By that, David knew he was condemned to wear the things and misery made him angry. “Your food isn't,” he said to Mrs. Thirsk's back.

“Isn't what?” demanded Mrs. Thirsk, turning round quickly.

“Isn't all right. It's horrible. I never tasted such horrible stuff,” said David.

Mrs. Thirsk's blunt face went purple. She said not a word, but she slammed the door as she went out. David laughed.

He stopped laughing when he saw himself in Cousin Ronald's clothes—though he was afraid that most other people would laugh their heads off. The trousers were far too loose, belt them as he would, and the large fawn sweater flared out over them like a ballet skirt. Cousin Ronald had been what Mrs. Thirsk called well-built most of his life. David blushed when he looked in the mirror. The only comfort was that the wide trousers were not at all too long—it was pleasant to think that he was suddenly the same height as Cousin Ronald and going to end up taller—but the rest of him was so grotesque that he knew he would have to give up going to the recreation ground. He dared not show himself to anyone looking like this.

He was so ashamed of his appearance that he dashed down to the dining room before anyone else was up and—in a great hurry to get away before Astrid or someone came in and started to laugh at him—shook all the toast out of the toast-rack on to the tablecloth. He put butter on all of it and marmalade on half, and quantities went on the cloth because he was in such a hurry. He arranged it in a stack that he could carry, seized the radio from the sideboard to provide entertainment, and made off with the lot through the French window to the end of the garden where he could keep out of sight. There was a tall hedge there. Behind the hedge was a steamy compost heap with baby marrows growing on it and a spade stuck in the compost, and a strip of gravelly ground where Cousin Ronald always meant to have a carpentry shed. Beyond that was the high brick wall that ended the garden.

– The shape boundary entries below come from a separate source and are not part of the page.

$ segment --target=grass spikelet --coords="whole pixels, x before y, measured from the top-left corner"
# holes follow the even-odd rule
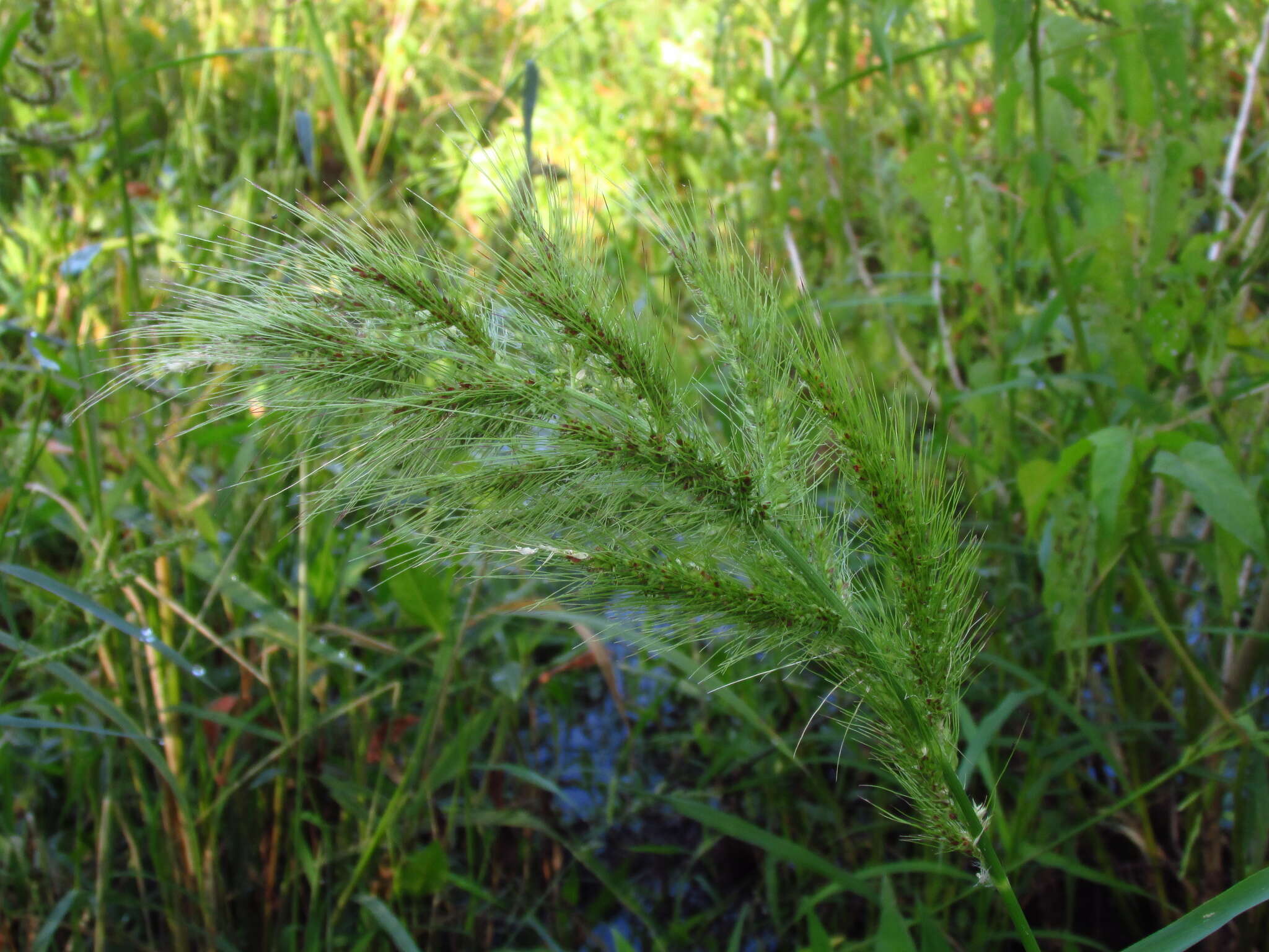
[[[344,463],[320,501],[391,520],[420,559],[528,562],[727,660],[820,665],[916,835],[991,867],[954,774],[977,553],[923,420],[813,312],[789,317],[726,228],[643,197],[718,355],[721,388],[683,382],[664,317],[626,301],[567,202],[504,190],[514,234],[482,268],[275,199],[294,234],[233,240],[241,267],[145,322],[129,378],[230,368],[222,411],[311,434]]]

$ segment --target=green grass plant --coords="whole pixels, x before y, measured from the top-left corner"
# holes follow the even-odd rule
[[[1018,947],[971,858],[888,819],[919,817],[920,797],[876,736],[844,736],[845,685],[821,706],[836,680],[772,671],[792,659],[747,659],[751,641],[717,651],[720,625],[654,630],[582,597],[590,572],[539,561],[543,543],[590,548],[495,546],[485,509],[476,536],[454,522],[433,541],[539,552],[418,561],[415,500],[322,505],[355,490],[352,458],[327,466],[338,451],[303,428],[266,440],[280,411],[258,418],[223,368],[71,418],[117,378],[108,336],[170,311],[183,265],[247,307],[227,275],[270,275],[235,249],[273,228],[334,255],[313,221],[270,218],[265,192],[353,227],[358,164],[383,234],[472,264],[450,275],[461,300],[514,291],[481,249],[514,263],[532,235],[485,173],[523,150],[529,61],[542,169],[690,193],[690,215],[661,218],[689,216],[707,270],[756,256],[783,272],[763,286],[768,326],[821,321],[810,344],[744,357],[783,354],[792,396],[797,359],[841,348],[920,433],[906,446],[928,485],[959,487],[943,524],[976,541],[963,621],[981,650],[948,668],[968,678],[939,730],[1039,946],[1261,944],[1261,5],[150,6],[57,4],[47,57],[81,65],[53,103],[0,96],[6,129],[109,121],[0,155],[0,561],[16,570],[0,575],[0,947]],[[0,11],[3,79],[23,89],[13,53],[30,55],[36,8]],[[720,324],[709,288],[675,269],[657,217],[582,206],[579,223],[610,226],[584,231],[567,291],[647,316],[684,400],[666,420],[764,486],[801,485],[808,524],[858,501],[850,578],[886,597],[883,622],[906,614],[902,566],[862,560],[893,552],[888,523],[849,472],[829,477],[831,439],[807,448],[831,437],[825,411],[794,399],[759,426],[772,411],[725,335],[702,336]],[[543,366],[571,353],[539,350]],[[590,377],[571,388],[615,390]],[[627,396],[609,395],[617,420],[638,419]],[[341,411],[349,448],[358,413]],[[801,435],[755,449],[768,430]],[[638,456],[614,451],[596,510],[664,481]],[[788,479],[807,457],[819,481]],[[684,538],[717,561],[707,533],[732,518],[732,484],[700,476]],[[646,536],[651,515],[609,532]],[[753,557],[787,570],[751,534]],[[572,603],[543,600],[542,567],[576,572]],[[789,590],[819,608],[805,578]]]

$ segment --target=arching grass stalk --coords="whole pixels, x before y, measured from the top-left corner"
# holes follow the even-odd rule
[[[145,322],[131,374],[237,371],[223,413],[321,440],[315,501],[359,506],[420,559],[520,562],[621,600],[725,663],[816,663],[907,801],[914,838],[972,857],[1034,939],[956,774],[977,547],[921,420],[879,397],[723,227],[645,225],[699,303],[716,373],[675,371],[569,199],[506,183],[515,237],[478,269],[428,235],[280,203],[297,236],[240,239]],[[308,440],[310,443],[312,440]]]

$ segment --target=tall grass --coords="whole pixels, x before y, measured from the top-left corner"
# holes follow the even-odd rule
[[[541,160],[690,185],[788,272],[782,305],[801,274],[878,387],[929,404],[986,598],[954,768],[1039,942],[1122,947],[1265,864],[1256,5],[349,0],[311,5],[321,43],[302,6],[102,8],[104,34],[61,11],[66,95],[0,117],[90,128],[119,91],[103,138],[0,156],[0,560],[74,593],[0,583],[0,942],[1010,947],[972,872],[883,819],[907,801],[859,792],[886,782],[808,674],[634,650],[661,632],[478,564],[382,567],[405,553],[339,512],[302,536],[278,461],[308,493],[340,473],[250,409],[189,429],[216,376],[69,418],[132,274],[161,308],[178,261],[298,227],[249,180],[334,206],[359,160],[386,218],[511,240],[464,152],[520,141],[530,57]],[[450,107],[489,117],[476,141]],[[709,381],[650,263],[605,236]]]

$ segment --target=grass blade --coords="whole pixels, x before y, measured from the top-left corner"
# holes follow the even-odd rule
[[[339,143],[344,149],[344,161],[353,174],[353,188],[359,202],[365,202],[371,197],[371,188],[365,180],[365,166],[362,165],[362,156],[357,151],[357,133],[353,132],[353,119],[348,112],[348,100],[339,88],[339,75],[335,72],[335,60],[326,46],[326,36],[322,33],[321,22],[317,19],[317,10],[312,0],[305,0],[305,15],[308,18],[308,33],[312,44],[321,61],[322,81],[326,84],[326,95],[330,96],[331,112],[335,114],[335,131],[339,135]]]
[[[725,814],[722,810],[716,810],[714,807],[695,800],[688,800],[687,797],[678,796],[667,796],[664,797],[664,800],[689,820],[695,820],[697,823],[717,830],[726,836],[732,836],[735,839],[744,840],[745,843],[750,843],[759,849],[770,853],[777,859],[783,859],[784,862],[792,863],[793,866],[803,869],[817,872],[825,878],[840,885],[848,892],[854,892],[858,896],[864,896],[874,901],[877,899],[876,891],[867,882],[860,880],[858,876],[839,868],[834,863],[830,863],[822,856],[812,853],[803,845],[787,840],[783,836],[777,836],[774,833],[764,830],[761,826],[755,826],[747,820],[741,820],[739,816]]]
[[[383,904],[383,900],[372,896],[369,892],[363,892],[354,901],[374,916],[374,922],[388,934],[392,944],[397,947],[397,952],[419,952],[419,947],[410,937],[410,932],[405,928],[405,924],[392,914],[392,910]]]
[[[1251,873],[1216,899],[1193,909],[1171,925],[1166,925],[1123,952],[1181,952],[1207,938],[1236,915],[1269,899],[1269,867]]]
[[[98,604],[88,595],[76,592],[69,585],[63,585],[57,581],[57,579],[51,579],[43,572],[37,572],[33,569],[24,569],[20,565],[13,565],[10,562],[0,562],[0,574],[11,575],[15,579],[20,579],[22,581],[29,583],[37,588],[42,588],[51,595],[57,595],[58,598],[70,602],[72,605],[84,609],[98,621],[105,622],[115,631],[121,631],[128,637],[136,638],[142,645],[148,645],[183,671],[187,671],[195,678],[203,677],[202,673],[195,673],[194,665],[187,661],[179,651],[165,645],[162,638],[155,636],[154,633],[147,635],[146,632],[148,630],[138,628],[136,625],[132,625],[132,622],[124,621],[105,605]]]

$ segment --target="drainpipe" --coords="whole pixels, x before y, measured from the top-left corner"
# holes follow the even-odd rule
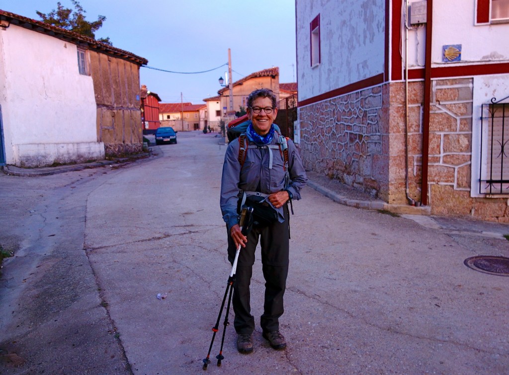
[[[408,0],[405,0],[405,191],[408,204],[415,206],[409,195],[408,179]]]
[[[422,180],[421,201],[428,205],[428,167],[429,162],[430,110],[431,97],[431,36],[433,25],[433,0],[426,6],[426,57],[424,71],[424,108],[422,116]]]

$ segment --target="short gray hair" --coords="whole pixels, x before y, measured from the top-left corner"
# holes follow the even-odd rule
[[[268,98],[272,102],[272,108],[276,108],[276,96],[272,90],[268,88],[259,88],[250,93],[247,97],[247,107],[252,108],[253,102],[259,98]]]

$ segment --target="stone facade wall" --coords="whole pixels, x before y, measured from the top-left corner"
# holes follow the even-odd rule
[[[470,197],[473,89],[469,78],[432,82],[425,191],[433,214],[508,223],[506,198]],[[405,98],[404,83],[396,82],[299,108],[305,168],[390,204],[420,202],[423,82],[409,83],[406,135]]]
[[[376,86],[299,108],[304,167],[374,196],[386,189],[382,102]]]
[[[106,158],[143,150],[139,68],[133,63],[90,52],[91,75],[97,106],[97,139]]]
[[[470,197],[473,83],[471,79],[432,82],[429,202],[432,213],[470,215],[509,223],[505,198]],[[478,173],[474,171],[473,173]]]

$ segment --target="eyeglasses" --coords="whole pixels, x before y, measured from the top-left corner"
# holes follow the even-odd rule
[[[251,107],[251,110],[253,111],[253,113],[260,113],[261,112],[262,112],[262,109],[263,110],[264,112],[265,112],[267,114],[269,114],[269,113],[272,113],[272,111],[273,110],[274,108],[273,108],[271,107],[266,107],[265,108],[261,108],[260,107]]]

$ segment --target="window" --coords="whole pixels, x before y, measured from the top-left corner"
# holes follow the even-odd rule
[[[87,66],[86,51],[78,48],[78,70],[80,74],[85,76],[89,75],[88,69]]]
[[[309,36],[311,43],[311,66],[321,62],[320,43],[320,14],[309,24]]]
[[[477,0],[477,24],[509,22],[509,0]]]
[[[509,0],[492,0],[491,22],[509,22]]]
[[[509,103],[483,106],[479,193],[509,193]],[[485,137],[486,136],[486,137]]]

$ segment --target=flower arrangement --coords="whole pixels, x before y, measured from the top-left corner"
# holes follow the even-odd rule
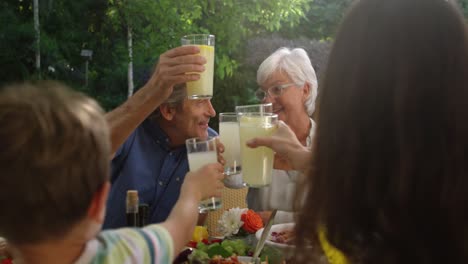
[[[255,234],[263,228],[260,215],[247,208],[231,208],[226,210],[218,220],[218,231],[224,237],[247,236]]]

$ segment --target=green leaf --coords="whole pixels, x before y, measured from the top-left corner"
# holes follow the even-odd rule
[[[227,258],[231,256],[231,254],[219,244],[211,248],[208,248],[207,253],[208,253],[208,256],[210,256],[210,258],[217,256],[217,255],[223,258]]]

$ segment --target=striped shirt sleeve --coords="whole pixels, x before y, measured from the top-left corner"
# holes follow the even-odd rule
[[[77,264],[81,263],[172,263],[174,243],[161,225],[121,228],[101,232],[89,241]],[[81,261],[80,261],[81,260]]]

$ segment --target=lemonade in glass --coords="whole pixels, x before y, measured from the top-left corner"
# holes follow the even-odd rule
[[[194,45],[200,48],[200,56],[205,57],[205,71],[197,81],[187,82],[187,96],[189,99],[211,98],[213,96],[214,77],[214,35],[193,34],[183,36],[182,45]]]

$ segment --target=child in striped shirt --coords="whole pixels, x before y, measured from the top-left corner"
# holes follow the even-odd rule
[[[0,127],[0,236],[15,263],[171,263],[200,200],[223,186],[222,165],[206,165],[165,222],[100,232],[111,153],[98,104],[55,82],[14,85],[0,92]]]

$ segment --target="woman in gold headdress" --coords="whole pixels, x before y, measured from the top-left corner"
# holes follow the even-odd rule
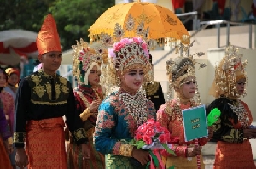
[[[78,82],[78,87],[73,89],[76,99],[77,110],[83,121],[84,127],[89,139],[90,158],[83,159],[82,151],[70,134],[70,143],[67,145],[67,168],[69,169],[103,169],[104,156],[97,152],[93,145],[95,123],[98,107],[102,100],[102,93],[93,88],[99,82],[99,72],[102,58],[108,57],[108,50],[102,45],[89,47],[83,39],[73,45],[73,74]]]
[[[256,138],[256,128],[250,128],[253,117],[248,105],[241,100],[245,95],[247,74],[238,48],[229,46],[216,68],[210,94],[216,99],[207,112],[218,108],[219,119],[213,124],[217,140],[214,168],[256,168],[249,139]]]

There David sat, with his back against the compost heap and the radio among the marrow plants, and spent the kind of morning most people would rather not spend. It got very hot in the sun, and David was able to take off the fawn ballet-skirt sweater for an hour or so; but the gravelly space was quite without interest. David saw forty-two birds and listened to the morning service, a review of records, a concert and to someone promising to tell him about sport in the afternoon. Then the dinner gong went, and he had to hurry to put the radio back so that Cousin Ronald could hear the news during lunch.